Kurban ibadeti hicretin ikinci yılında eda edilmeye başlanmış ve Hz.Peygamber
(s.a.s.) hicretten itibaren on yıla yakın bir süre hep kurban (Udhiyye)
kesmiştir. (Bknz: Tirmizi 20, K.El-Edahi, 11, Hadis No: 1507)
"Enes (r.a.) diyor ki: Hz.Peygamber (s.a.s.) iki alaca (semiz) koç kurban
kesti. Ayağını yanlarına basarak "bismillah" deyip, tekbir aldığını
gördüm., Sonra onları kendi elleriyle kesti." ( Buhari, 73, K.Eİ-Edahi
9,14; Müslim 35, K.El-Edahi 17 Hadis No:1966)
Kurban Bayramı günlerinde kurban kesmenin vacip olduğunu kabul edenler, sadece
Hanefiler değildir. İmam Evzai, Leys İbn. Sa'd ve İmam Malik de, kurbanın vacip
olduğu görüşündedir.
Udhiyye kurbanının kesilmesinin sünnet olduğunu savunan bilginler kendilerini
destekleyen bir kanıt olarak; farz veya vacip ibadetlerde, o ibadetin vaktinde
eda edilemeyişi halinde onun yerine (bedel) olarak yapılabilecek bir başka
ibadetin bulunduğunu, nitekim Cuma namazı ile yükümlü oldukları halde, bunu
kılamayanların o günkü öğle namazını kılmaları gerektiğini; halbuki kurban
konusunda böyle bir seçeneğin mevcut olmadığını söylemişlerdir ki; bu da kurban
ibadetinin, kurbanlık hayvanın, belirli günlerde kesilmesiyle bu emrin (ister
vacip, ister sünnet olsun) yerine getirileceğini ortaya koymaktadır.
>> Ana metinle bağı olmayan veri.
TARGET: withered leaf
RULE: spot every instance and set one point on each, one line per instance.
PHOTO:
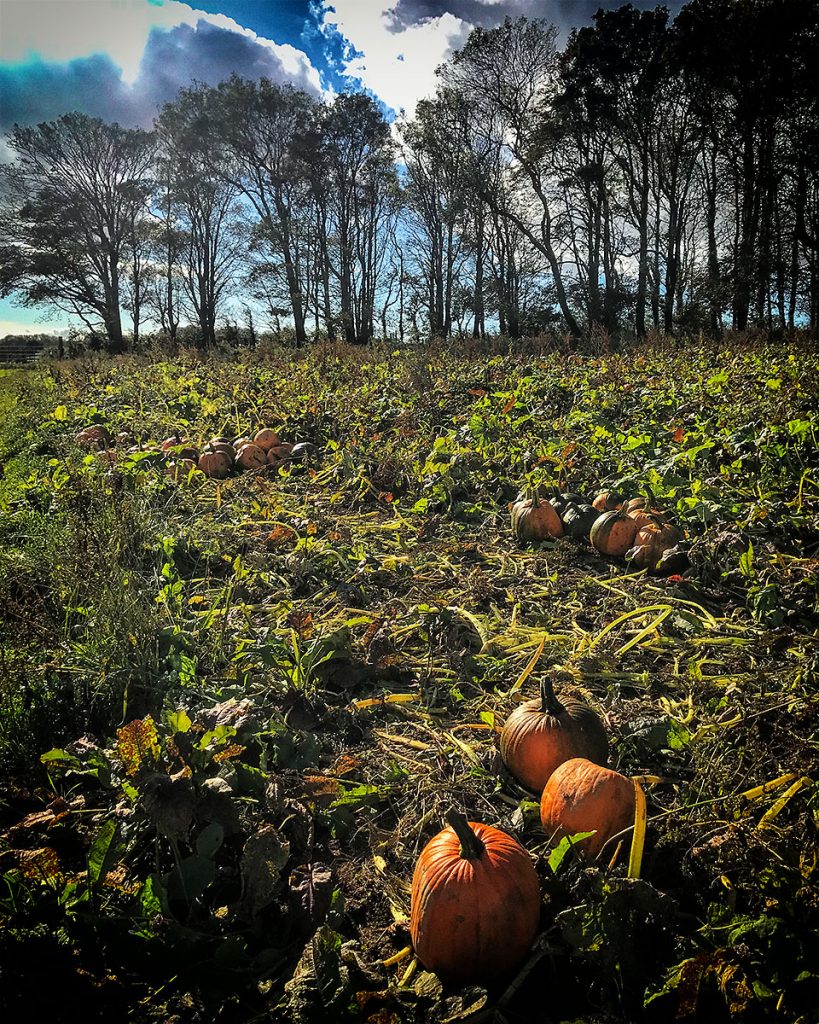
(262, 861)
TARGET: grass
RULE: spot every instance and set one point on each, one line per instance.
(232, 713)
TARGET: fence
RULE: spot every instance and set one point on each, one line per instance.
(19, 353)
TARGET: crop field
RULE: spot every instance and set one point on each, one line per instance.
(233, 712)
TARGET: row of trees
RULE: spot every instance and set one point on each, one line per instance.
(649, 175)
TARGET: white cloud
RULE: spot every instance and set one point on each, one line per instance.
(398, 67)
(65, 30)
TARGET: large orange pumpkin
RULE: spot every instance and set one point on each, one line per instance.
(217, 465)
(646, 517)
(613, 534)
(580, 797)
(266, 438)
(475, 902)
(534, 519)
(608, 501)
(543, 733)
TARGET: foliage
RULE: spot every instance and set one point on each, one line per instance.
(232, 712)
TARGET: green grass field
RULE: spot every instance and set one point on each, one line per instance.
(232, 713)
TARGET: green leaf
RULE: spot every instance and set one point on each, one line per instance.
(563, 847)
(178, 721)
(103, 852)
(210, 840)
(746, 561)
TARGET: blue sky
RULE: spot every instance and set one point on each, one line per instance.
(121, 59)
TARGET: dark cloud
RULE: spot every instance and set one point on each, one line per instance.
(566, 14)
(40, 90)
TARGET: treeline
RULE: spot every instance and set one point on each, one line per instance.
(652, 175)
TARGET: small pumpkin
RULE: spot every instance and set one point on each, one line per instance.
(541, 734)
(646, 517)
(216, 465)
(582, 796)
(534, 519)
(608, 501)
(613, 534)
(173, 441)
(225, 446)
(652, 542)
(475, 902)
(578, 520)
(181, 469)
(251, 457)
(283, 451)
(94, 436)
(266, 438)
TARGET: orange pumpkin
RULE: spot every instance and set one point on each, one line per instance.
(651, 543)
(645, 517)
(225, 446)
(266, 438)
(543, 733)
(475, 902)
(94, 436)
(217, 465)
(534, 519)
(607, 501)
(580, 797)
(251, 457)
(613, 534)
(173, 441)
(180, 470)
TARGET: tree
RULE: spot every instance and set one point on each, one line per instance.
(252, 131)
(72, 201)
(209, 238)
(509, 77)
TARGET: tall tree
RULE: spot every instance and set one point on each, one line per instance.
(209, 235)
(509, 76)
(253, 128)
(73, 197)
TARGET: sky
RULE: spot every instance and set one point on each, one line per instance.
(121, 59)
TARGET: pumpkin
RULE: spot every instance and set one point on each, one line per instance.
(266, 439)
(580, 797)
(180, 470)
(225, 446)
(215, 465)
(94, 436)
(534, 519)
(543, 733)
(282, 451)
(578, 520)
(651, 543)
(562, 501)
(645, 517)
(109, 456)
(613, 534)
(251, 457)
(173, 441)
(607, 501)
(475, 902)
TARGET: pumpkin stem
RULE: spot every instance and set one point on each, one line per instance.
(471, 846)
(549, 701)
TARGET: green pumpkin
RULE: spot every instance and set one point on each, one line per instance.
(578, 520)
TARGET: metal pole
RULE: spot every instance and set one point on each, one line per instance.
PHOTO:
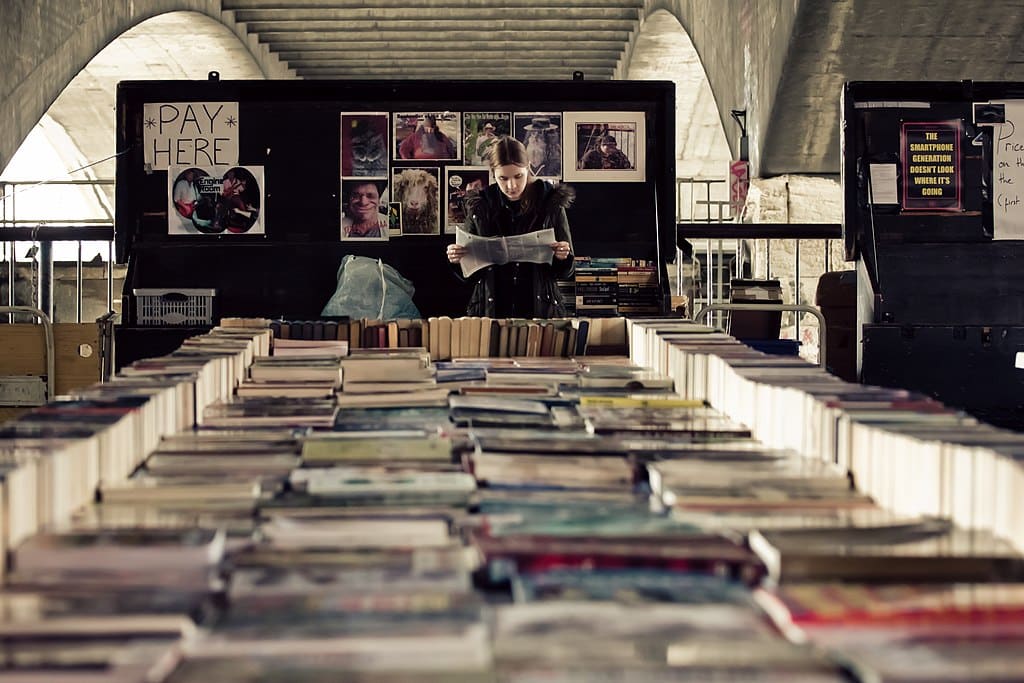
(45, 284)
(110, 275)
(78, 285)
(796, 290)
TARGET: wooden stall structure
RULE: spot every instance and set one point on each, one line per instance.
(273, 250)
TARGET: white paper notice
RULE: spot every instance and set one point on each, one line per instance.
(884, 183)
(1008, 174)
(189, 134)
(481, 252)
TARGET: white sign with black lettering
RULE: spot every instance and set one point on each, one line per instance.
(1008, 173)
(189, 134)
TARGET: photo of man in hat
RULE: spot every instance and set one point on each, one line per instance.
(542, 135)
(605, 155)
(486, 137)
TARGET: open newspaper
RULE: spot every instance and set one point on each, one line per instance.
(481, 252)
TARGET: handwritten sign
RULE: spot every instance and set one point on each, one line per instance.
(1008, 174)
(931, 165)
(190, 134)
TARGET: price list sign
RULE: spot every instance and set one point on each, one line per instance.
(931, 166)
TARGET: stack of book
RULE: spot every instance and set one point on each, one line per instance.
(639, 291)
(596, 287)
(645, 520)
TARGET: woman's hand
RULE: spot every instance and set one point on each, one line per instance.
(560, 249)
(456, 252)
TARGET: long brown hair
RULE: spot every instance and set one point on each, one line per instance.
(508, 151)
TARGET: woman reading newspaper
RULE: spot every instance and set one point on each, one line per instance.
(516, 242)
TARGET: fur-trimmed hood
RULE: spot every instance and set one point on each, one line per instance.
(488, 203)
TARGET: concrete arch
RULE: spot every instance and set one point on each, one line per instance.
(663, 50)
(45, 43)
(742, 46)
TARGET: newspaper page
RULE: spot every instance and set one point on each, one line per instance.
(481, 252)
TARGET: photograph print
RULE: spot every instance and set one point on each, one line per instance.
(215, 200)
(365, 144)
(365, 210)
(542, 133)
(460, 181)
(479, 131)
(427, 135)
(605, 145)
(416, 189)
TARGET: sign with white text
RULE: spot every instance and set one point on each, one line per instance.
(931, 165)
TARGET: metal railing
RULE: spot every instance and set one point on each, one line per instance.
(42, 235)
(798, 307)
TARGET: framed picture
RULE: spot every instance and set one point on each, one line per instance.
(605, 146)
(215, 200)
(416, 188)
(542, 133)
(427, 135)
(365, 144)
(460, 180)
(479, 131)
(394, 219)
(365, 210)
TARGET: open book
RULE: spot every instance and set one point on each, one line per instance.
(481, 252)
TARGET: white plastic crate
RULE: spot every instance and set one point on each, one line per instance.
(185, 306)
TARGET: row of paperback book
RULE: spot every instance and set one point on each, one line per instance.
(468, 336)
(905, 450)
(558, 519)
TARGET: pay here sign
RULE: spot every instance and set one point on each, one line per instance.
(190, 134)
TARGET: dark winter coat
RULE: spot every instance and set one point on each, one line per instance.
(488, 214)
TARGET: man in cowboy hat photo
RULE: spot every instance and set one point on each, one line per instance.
(544, 146)
(605, 156)
(486, 137)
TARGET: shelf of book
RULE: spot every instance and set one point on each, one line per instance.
(534, 516)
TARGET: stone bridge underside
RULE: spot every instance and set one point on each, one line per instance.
(782, 61)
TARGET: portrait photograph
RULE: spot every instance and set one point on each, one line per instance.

Kavramları ve fıkhi hükümleri, birbirine karıştırmadan, konuları incelemek ve
özellikle halka yönelik değerlendirmelerde buna dikkat etmek gerekir. İslamın
öngördüğü ilim adabı ve ilim anlayışı da bunu gerektirir.
Kurbanlık hayvanın (daha genel olarak hayvan) kesimi esnasında; hayvana fazla
eziyet vermemek için (ölüm acısını azaltmak maksadıyla) kesim sırasında
hayvanın elektrik şoku ile bayıltılması, bu hayvanın kurban olarak kabul
edilmesine engel ayıplardan sayılmaz. Çünkü kurbana engel ayıplar; kesim
sırasında meydana gelen arızalar olmayıp, hayvanda önceden mevcut olan
kusurlardır. Bu itibarla (şok etkisiyle ölmeden önce hemen) canlı olarak
kesilmek kaydıyla, kurbanlık hayvanın elektrik veya benzeri bir şeyle
şoklanmasında dinen bir sakınca yoktur. Şayet hayvan, henüz kesilmeden, şokun
etkisiyle ölürse; o, kurban olamayacağı gibi, eti de yenmez.